Configure Enrichments

We will want to do the following:

Add enrichments to faciliate binning
- Construct what we consider to be a sufficient representation of the thing we want to cluster. For our purposes, this is centered around the input command, so that would be:
  - The message field
  - The input field
  - The isError field
- Compute the TLSH hash of this representation, called tlsh
- Compute the locality sensitive hash of the TLSH hash suitable for binning, called similarity_bin
Set up the threat intelligence to use the blacklist
- Set an alert if the message is from an IP address in the threat intelligence blacklist.
- Score blacklisted messages with 10. In production, this would be more complex.

Now, we can create the enrichments thusly by creating $METRON_HOME/config/zookeeper/enrichments/cowrie.json with the following content:

{
  "enrichment": {
    "fieldMap": {
      "stellar" : {
        "config" : [
          "characteristic_rep := JOIN([ 'message', exists(message)?message:'', 'input', exists(input)?input:'', 'isError', exists(isError)?isError:''], '|')",
          "forensic_hashes := HASH(characteristic_rep, 'tlsh', { 'hashes' : 16, 'bucketSize' : 128 })",
          "similarity_bin := MAP_GET('tlsh_bin', forensic_hashes)",
          "tlsh := MAP_GET('tlsh', forensic_hashes)",
          "forensic_hashes := null",
          "characteristic_rep := null"
        ]
      }
   }
  ,"fieldToTypeMap": { }
  },
  "threatIntel": {
    "fieldMap": {
      "stellar" : {
        "config" : [
          "blacklisted := ENRICHMENT_EXISTS( 'blacklist', src_ip, 'threatintel', 't')",
          "is_alert := (exists(is_alert) && is_alert) || blacklisted"
        ]
      }

    },
    "fieldToTypeMap": { },
    "triageConfig" : {
      "riskLevelRules" : [
        {
          "name" : "Blacklisted Host",
          "comment" : "Determine if a host is blacklisted",
          "rule" : "blacklisted != null && blacklisted",
          "score" : 10,
          "reason" : "FORMAT('IP %s is blacklisted', src_ip)"
        }
      ],
      "aggregator" : "MAX"
    }
  }
}

A Note About Similarity Hashes and TLSH

Notice that we have specified a number of hash functions of 16 when constructing the similarity bin.
I arrived at that by trial and error, which is not always tenable, frankly. What is more sensible is likely to construct multiple similarity bins of size 8, 16, 32 at minimum.

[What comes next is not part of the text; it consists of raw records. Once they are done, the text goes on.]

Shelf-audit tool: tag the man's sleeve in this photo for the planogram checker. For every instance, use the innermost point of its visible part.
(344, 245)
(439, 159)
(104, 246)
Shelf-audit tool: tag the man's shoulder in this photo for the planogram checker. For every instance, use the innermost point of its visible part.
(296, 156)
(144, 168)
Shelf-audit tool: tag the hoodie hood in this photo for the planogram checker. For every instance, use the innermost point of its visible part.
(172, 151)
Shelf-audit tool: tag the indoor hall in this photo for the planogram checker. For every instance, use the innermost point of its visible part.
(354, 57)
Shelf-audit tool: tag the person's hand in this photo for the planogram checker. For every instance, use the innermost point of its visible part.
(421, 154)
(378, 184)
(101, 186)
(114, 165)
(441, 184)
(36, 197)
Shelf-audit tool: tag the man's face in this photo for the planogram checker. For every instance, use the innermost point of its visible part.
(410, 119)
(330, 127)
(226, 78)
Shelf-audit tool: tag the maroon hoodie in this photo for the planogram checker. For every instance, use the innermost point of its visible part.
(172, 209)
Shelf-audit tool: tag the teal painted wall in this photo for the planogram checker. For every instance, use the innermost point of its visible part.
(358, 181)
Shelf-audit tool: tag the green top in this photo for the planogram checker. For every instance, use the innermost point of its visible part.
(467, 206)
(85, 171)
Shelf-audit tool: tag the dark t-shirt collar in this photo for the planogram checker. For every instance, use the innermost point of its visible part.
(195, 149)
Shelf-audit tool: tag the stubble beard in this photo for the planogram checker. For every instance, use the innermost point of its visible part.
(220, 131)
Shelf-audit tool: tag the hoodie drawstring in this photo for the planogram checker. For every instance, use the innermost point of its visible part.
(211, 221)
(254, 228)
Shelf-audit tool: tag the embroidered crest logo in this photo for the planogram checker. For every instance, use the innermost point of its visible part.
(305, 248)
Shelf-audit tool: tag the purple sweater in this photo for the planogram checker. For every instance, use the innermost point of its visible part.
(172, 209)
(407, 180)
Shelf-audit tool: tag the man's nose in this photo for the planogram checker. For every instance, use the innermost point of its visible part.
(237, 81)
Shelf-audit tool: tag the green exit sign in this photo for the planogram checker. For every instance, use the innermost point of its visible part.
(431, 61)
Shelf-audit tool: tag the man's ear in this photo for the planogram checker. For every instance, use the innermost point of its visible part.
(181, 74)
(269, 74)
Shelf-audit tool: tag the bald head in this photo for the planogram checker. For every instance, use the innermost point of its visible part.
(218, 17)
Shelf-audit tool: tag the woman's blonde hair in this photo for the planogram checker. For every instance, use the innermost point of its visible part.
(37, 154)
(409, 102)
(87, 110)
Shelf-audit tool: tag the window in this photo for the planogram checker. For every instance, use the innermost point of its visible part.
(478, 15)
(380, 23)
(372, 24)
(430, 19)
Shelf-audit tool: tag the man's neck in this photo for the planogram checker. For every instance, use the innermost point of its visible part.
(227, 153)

The smaller the number of hashes, the more loose the notion of similarity (more possibly dissimilar things would get grouped together).
The larger the number of hashes, the more strict (similar things may not be grouped together).

Create the Data Loader

We want to pull a snapshot of the cowrie logs, so create ~/load_data.sh with the following content:

COWRIE_HOME=~/cowrie
for i in cowrie.1626302-1636522.json cowrie.16879981-16892488.json cowrie.21312194-21331475.json cowrie.698260-710913.json cowrie.762933-772239.json cowrie.929866-939552.json cowrie.1246880-1248235.json cowrie.19285959-19295444.json cowrie.16542668-16581213.json cowrie.5849832-5871517.json cowrie.6607473-6609163.json;do
  echo $i
  cat $COWRIE_HOME/$i | /usr/hdp/current/kafka-broker/bin/kafka-console-producer.sh --broker-list node1:6667 --topic cowrie
  sleep 2
done

Set the +x bit on the executable via:

chmod +x ~/load_data.sh

Execute Demonstration

From here, we've set up our configuration and can push the configs:

Push the configs to zookeeper via

$METRON_HOME/bin/zk_load_configs.sh --mode PUSH -z $ZOOKEEPER -i $METRON_HOME/config/zookeeper/

Start the parser via:

$METRON_HOME/bin/start_parser_topology.sh -k $BROKERLIST -z $ZOOKEEPER -s cowrie

Push cowrie data into the cowrie topic via

~/load_data.sh

Once this data is loaded, we can use the Alerts UI, starting from known malicious actors, to find others doing similar things.

First we can look at the alerts directly and find an instance of our /bin/busybox activity:
We can now pivot and look for instances of messages with the same semantic_hash but who are not alerts:

As you can see, we have found a few more malicious actors:

177.239.192.172
180.110.69.182
177.238.236.21
94.78.80.45

Now we can look at other things that they're doing to build and refine our definition of what an alert is without resorting to hard-coding of rules. Note that nothing in our enrichments actually used the string busybox, so this is a more general purpose way of navigating similar things.